Uma de suas grandes façanhas foi analisar as bases moleculares pelas quais os patógenos infectam as células e daí nasceu sua pesquisa sobre a patogênese da bactéria Shigella. Como seu trabalho mudou a vida nos países em desenvolvimento?

Conhecer o mecanismo da doença é um passo muito importante, pois assim será mais fácil aplicar a prevenção por meio de medidas de higiene. Talvez isso possa impactar nas políticas públicas, mas o mais interessante são os tratamentos, potencialmente uma vacina contra a shigelose. É o que realmente mudaria tudo. O Instituto Pasteur conta com o apoio de algumas fundações que auxiliam neste projeto e esperamos que possa se tornar realidade em dois ou três anos.

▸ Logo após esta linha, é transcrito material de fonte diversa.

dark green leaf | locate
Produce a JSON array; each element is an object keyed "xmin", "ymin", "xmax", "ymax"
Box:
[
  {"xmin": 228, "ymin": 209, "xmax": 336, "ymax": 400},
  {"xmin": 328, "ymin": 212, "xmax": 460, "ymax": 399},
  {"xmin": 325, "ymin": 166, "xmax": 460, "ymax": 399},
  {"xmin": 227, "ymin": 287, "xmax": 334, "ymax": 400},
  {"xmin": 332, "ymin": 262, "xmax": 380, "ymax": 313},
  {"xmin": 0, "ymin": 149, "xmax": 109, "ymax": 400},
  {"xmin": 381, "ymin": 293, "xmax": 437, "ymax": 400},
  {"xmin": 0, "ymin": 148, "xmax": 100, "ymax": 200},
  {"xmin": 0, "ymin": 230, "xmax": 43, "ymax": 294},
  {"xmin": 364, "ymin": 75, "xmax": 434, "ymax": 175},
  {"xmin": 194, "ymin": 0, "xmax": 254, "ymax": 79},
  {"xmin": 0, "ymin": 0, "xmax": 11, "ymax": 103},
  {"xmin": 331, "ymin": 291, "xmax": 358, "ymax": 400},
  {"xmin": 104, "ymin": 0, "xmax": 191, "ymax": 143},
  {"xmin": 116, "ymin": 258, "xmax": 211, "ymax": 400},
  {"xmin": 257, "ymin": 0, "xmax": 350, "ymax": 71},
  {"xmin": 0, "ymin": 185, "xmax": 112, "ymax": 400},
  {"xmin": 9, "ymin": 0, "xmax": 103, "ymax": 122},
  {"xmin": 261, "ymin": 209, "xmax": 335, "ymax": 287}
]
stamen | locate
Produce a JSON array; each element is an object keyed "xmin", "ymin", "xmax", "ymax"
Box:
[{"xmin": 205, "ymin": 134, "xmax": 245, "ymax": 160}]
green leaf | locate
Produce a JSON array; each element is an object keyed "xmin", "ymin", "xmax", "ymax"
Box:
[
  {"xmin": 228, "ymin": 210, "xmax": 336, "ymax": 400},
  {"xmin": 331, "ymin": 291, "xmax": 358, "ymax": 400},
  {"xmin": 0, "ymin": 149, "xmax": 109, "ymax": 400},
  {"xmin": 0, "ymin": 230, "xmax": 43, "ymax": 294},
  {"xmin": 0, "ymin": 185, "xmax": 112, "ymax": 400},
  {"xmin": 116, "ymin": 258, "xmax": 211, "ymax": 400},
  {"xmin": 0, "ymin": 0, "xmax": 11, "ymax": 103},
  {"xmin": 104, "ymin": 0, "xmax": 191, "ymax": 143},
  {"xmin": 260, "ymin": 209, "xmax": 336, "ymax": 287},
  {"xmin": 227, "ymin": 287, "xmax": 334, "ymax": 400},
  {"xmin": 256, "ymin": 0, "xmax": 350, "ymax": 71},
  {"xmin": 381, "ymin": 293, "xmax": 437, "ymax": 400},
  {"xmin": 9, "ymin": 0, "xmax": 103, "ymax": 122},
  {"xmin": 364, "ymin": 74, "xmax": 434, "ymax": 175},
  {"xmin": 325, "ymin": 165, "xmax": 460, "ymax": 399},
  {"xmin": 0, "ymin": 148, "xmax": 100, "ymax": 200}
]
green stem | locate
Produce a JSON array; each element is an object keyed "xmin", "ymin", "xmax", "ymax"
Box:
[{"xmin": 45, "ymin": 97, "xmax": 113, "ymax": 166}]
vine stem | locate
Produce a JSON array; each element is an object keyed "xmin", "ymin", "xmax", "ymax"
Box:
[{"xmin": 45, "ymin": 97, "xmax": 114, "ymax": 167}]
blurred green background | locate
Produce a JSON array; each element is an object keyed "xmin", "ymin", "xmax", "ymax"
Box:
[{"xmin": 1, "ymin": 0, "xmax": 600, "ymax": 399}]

Com a pandemia, vimos que marcos como o desenvolvimento de uma vacina podem ser alcançados em nove meses. É impossível repetir algo assim?

Odeio dizer isso, mas o que nos falta é segurança financeira, ou seja, que cada uma das etapas de todo o projeto de desenvolvimento da vacina tenha garantias. Existe um desfasamento entre as primeiras fases de desenvolvimento e muitas obras estão paradas, por muito boas que sejam, por falta de investimento económico por não receberem o financiamento necessário. Se acrescentarmos também que é uma doença que não atinge toda a população, mas países desfavorecidos, já temos o coquetel explosivo. Que mais vacinas não sejam desenvolvidas não é culpa da Ciência, porque a capacidade científica foi demonstrada. Eu acho que onde está o problema no financiamento.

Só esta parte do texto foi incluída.